AUSTIN, Texas — Contrary to public perception, most androgen abusers are not elite athletes seeking to enhance performance, but instead are nonathletes pursuing a leaner and more muscular appearance, according to a speaker at the American Association of Clinical Endocrinologists Annual Scientific and Clinical Congress.
“Initially, [anabolic steroid abuse] came to the forefront because there were elite athletes who wanted to gain competitive advantage, but now what we see are normal people who are not trying to win a competition, they just want to look good,” Sandeep Dhindsa, MD, associate professor of medicine and director of the division of endocrinology and metabolism at St. Louis University, Missouri, said during a presentation.

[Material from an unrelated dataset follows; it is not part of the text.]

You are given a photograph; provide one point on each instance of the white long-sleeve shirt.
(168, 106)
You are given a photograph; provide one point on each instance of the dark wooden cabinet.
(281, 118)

The typical anabolic steroid abuser is a nonathlete weightlifter who began using these agents in his early 20s, according to Dhindsa.
“Most of them are not using testosterone. They’re using a steroid that is approved for veterinary use — boldenone [Equipoise] — and some of the others,” Dhindsa said.
It is estimated that approximately 6% of U.S. men have abused anabolic steroids at some point during their lifetime, Dhindsa said. About 30% of these men become long-term users, who may have developed a steroid dependency. In perhaps half of those, dependency is due to muscle dysmorphia, a psychiatric disorder defined in the Diagnostic and Statistical Manual of Mental Disorders, 5th edition, as “an insatiable desire for continuous body shaping towards, but never reaching, a desired goal.”
“Then, there are a large number of people who are not really trying to take anabolic steroids, but are turning to supplements to get their muscles and, unknown to them, many of these supplements contain anabolic steroids,” Dhindsa said.
These men may seek medical care for side effects of steroid misuse, such as erectile dysfunction or infertility, or because they’ve been found to have a high hemoglobin level. History and physical exam may reveal anabolic steroid abuse among patients who do not disclose this information.
“You’re [likely] to have someone who has symptoms of both androgen excess and androgen deficiency,” Dhindsa said. Indicators of androgen excess may include a muscular appearance, high hemoglobin level, low HDL, male-pattern baldness and truncal acne. Signs of androgen deficiency may include testicular atrophy, infertility, low sperm count and perhaps gynecomastia depending on the agent used.
“One thing that we worry about [in these patients] is sudden deaths,” Dhindsa said. Although there are few long-term studies, some anabolic steroid users have been found to have cardiac hypertrophy on autopsy. In one study, compared with nonusers, steroid users had lower ejection fraction and systolic and diastolic dysfunction.
Less easily quantified, aggression has also been associated with steroid abuse, Dhindsa said.
Infertility appears to be less of a risk with anabolic steroid use, at least in the short term.
“There seems to be quick reversal as long as they stop anabolic steroids around 3 or 4 months,” Dhindsa said. “Recovery may take sometimes up to 2 years, but there is no evidence that it causes permanent damage to spermatogenesis.” – by Jill Rollet
Dhindsa S. Androgen therapy use and abuse. Presented at: Presented at: AACE Annual Scientific and Clinical Congress; May 3-7, 2017; Austin, Texas.
Disclosure: Dhindsa reports serving on the speaker’s bureau for AbbVie.